Peter Knoch, yalnızca eserleriyle değil, kariyerinde statükoya meydan okuyan duruşuyla da tanınır. Berlin Sanat Akademisi’nde, geleneksel baş profesör sistemini reddeden ve sürekli değişen bir öğretim görevlileri programını destekleyen Freie Klasse adlı yapının kurucuları arasında yer aldı. Knoch, bugün hala başarılı bir sanatçı olarak kariyerine devam etmekte ve toplumsal meselelere sanat yoluyla katkı sunmaktadır.

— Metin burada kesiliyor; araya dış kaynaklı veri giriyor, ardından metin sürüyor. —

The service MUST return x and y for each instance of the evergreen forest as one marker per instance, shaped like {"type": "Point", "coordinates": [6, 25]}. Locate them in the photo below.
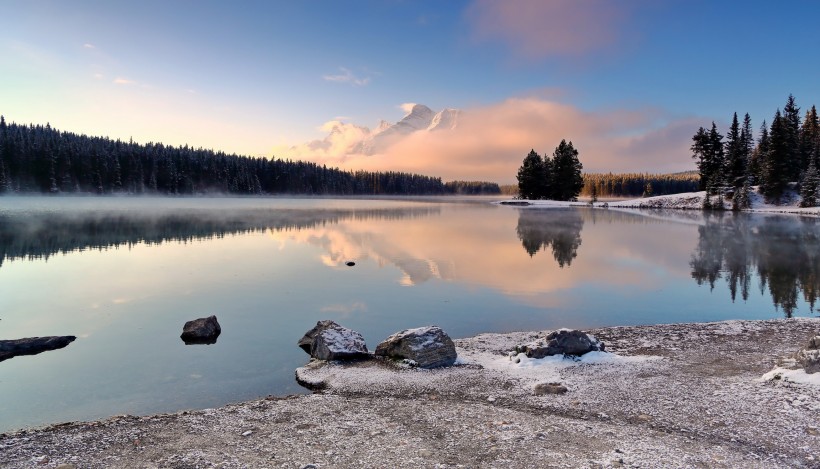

Maurice Vellekoop: Sanatıyla Güvenli Seks ve AIDS Farkındalığı
Kanadalı sanatçı, karikatürist ve illüstratör Maurice Vellekoop, eserlerinde eşcinsel yaşamı mizahi ve hafif hicivli bir üslupla betimlemesiyle tanınır. Toronto, Vancouver ve Montreal’deki AIDS örgütleri için hazırladığı bu afiş, 1980’ler ve 1990’larda sıkça kullanılan, daha ciddi ve didaktik tonlu AIDS sağlık bilgilendirme materyallerinden farklı bir yaklaşım sunar.
Afişte, kozmopolit bir LGBTQ+ grubu, yaz mevsimini kutlamak için bir şehir havuzunun etrafında keyifli bir şekilde dinleniyor. Göz alıcı detaylardan biri ise, üzerinde “Slip into it!” yazan katlanmış bir prezervatif görüntüsüdür. Bu esprili tasarım, izleyicilere güvenli seksin önemini nazik ve dostane bir şekilde hatırlatmayı amaçlar.
Vellekoop’un kendine has tarzı, çalışmalarını daha önce takip eden geniş bir kitle tarafından hemen tanınabilir niteliktedir. Afiş, özellikle LGBTQ+ topluluğuna yönelik bir mesaj olarak, korkuya veya bağnazlığa teslim olmadan önlem almanın gerekliliğini vurgulayan samimi bir hatırlatmadır.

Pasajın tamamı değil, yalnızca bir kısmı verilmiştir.